Boğaz da her nedense “bizden” bir mahalle sayılmıyor. Mahmut Çetin’in “Boğaz’daki Aşiret” adlı kitabında bizden olmayanlar “teşhir” ediliyor. Kimler yok ki! Enver Paşa’dan Zeki Baştımar’a, Nazım Hikmet’ten Ali Fuat Cebesoy’a, Sabahattin Ali’den Abidin Dino’ya kuşku ile yaklaşmamız gerekenler, yüzlercesi, tek tek anlatılıyor.
Bu tür kutuplar oluşunca ve toplumca kabul görünce, yani “öteki” içselleştirilince, artık demagojinin ve popülizmin önü açılmıştır demektir.
Vicdanları ile karar vermesi gereken hâkimler de aynen öyle yapıyorlar: Adaletin terazisinin verilerine göre değil, bu tür söylemlerle beslenmiş ve şekillenmiş vicdanlarıyla, yani önyargılarıyla, karşısındakinin nerede ne içtiğini tahayyül edip hüküm veriyorlar.
“Ucunu kaçırmak” terimi durumu iyi tanımlıyor. Rayından çıkmış gibidir Adalet. Ama durum belki teknik bir sakatlıktan da farklı ve daha da kötüdür. Geçenlerde Amy Chua’nın kitaplarını okuyordum (World on Fire ve Political Tribes). Kötümser bir tez savunuyor.
Kısacası diyor ki: Az sayıda gelişmiş bazı ülkeler dışında, gelişmekte olan ülkeler seçimli demokrasi ile serbest pazar ekonomisini ve insan haklarını bir arada geliştiremiyorlar. Büyük seçmen kitleleri seçme olanağını ele geçirince “elit” saydıklarına karşı baskıcı davranıyorlar.
Yazar dünyadan pek çok örnek veriyor. Bir ara, “Suudi Arabistan’da seçim olsa bir Bin Ladin kazanır” diyor.
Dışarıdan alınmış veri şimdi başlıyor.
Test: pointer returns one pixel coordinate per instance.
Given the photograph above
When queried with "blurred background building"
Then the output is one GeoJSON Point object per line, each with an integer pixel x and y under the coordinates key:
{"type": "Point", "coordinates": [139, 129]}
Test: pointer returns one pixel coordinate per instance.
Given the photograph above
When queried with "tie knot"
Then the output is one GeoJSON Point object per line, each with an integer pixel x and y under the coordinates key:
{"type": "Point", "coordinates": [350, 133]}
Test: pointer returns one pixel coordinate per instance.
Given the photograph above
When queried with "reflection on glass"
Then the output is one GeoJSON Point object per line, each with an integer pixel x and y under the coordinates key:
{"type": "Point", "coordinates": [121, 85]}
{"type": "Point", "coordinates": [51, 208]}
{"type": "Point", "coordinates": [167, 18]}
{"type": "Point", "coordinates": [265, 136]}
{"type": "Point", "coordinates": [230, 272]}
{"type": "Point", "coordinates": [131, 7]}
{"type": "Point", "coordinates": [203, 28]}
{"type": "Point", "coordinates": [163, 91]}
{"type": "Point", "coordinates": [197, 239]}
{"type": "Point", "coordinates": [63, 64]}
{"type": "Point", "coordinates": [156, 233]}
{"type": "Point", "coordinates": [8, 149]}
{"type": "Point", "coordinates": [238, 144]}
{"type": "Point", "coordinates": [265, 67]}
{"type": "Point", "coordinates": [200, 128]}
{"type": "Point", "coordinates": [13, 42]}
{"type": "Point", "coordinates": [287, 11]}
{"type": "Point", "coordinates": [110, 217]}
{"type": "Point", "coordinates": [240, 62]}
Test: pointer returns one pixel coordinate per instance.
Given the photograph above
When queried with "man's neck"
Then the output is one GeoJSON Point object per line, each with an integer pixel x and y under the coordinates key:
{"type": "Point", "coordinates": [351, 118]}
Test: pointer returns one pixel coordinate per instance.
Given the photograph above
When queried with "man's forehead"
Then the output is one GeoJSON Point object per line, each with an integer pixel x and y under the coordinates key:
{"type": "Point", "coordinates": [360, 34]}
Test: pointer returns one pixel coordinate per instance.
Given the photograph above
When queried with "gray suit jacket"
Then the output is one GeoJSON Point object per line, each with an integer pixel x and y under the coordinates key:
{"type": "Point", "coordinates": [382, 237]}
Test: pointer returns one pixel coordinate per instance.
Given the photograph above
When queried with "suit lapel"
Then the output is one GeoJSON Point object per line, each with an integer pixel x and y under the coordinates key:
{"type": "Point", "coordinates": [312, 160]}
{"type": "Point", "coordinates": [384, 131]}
İnsan itiraz etmek istiyor, demokrasi iyidir, seçim kutsaldır, başka seçeneğimiz de yoktur diye. Ama bu “biz-elitler” metaforu sürekli tekrarlanıyor.
Kimileri bu karşıtlığı sınıf savaşı olarak görebilir, kimileri buna haset diyebilir. Faşizmi inceleyen araştırmacılar, seçkinlere ve aydınlara karşı olan tutumu kitleleri hareket ettiren bir demagoji ve popülizm olduğunu da söylemişlerdir.
Bu “elit” ve viski söylemi Adalet alanına varmışsa işler çok ciddidir demektir. İnsanlar, ben viski içmiyorum demek durumunda kalıyorlar ya da viskilerini gizliden içiyorlar. Mahalle baskısı çoktan aşılmış, baskı devlet katkısıyla destekleniyor demektir. Artık özel yaşam biçimi gündemdedir.
Çetin Altan da “Viski” adlı romanını bunun için yazmıştı. Bir aydının itibarsızlaştırılması “yabancı” bir içkiyi içen biri, “sarhoş”, “alkolik” hatta “günahkâr” olduğu imajıyla sağlanıyor.
Ve bir akademisyen mahkemede savunmasını yaparken bu durumla karşı karşıya geliyor. Artık savunma “suç işlemedim” demeyi aşıyor ve “viski içmedim” alanına varıyor. Şüphelinin avukatı da “barış akademisyenleri boğaza nazır oturup viski içen insanlar değil” diyerek trajik bir savunma yapma durumunda kalıyor.
Özel yaşam biçiminin trajik savunması…
Her ihtimale karşı şimdiden beyan edeyim: Ben viski içmiyorum, ikramlar hariç!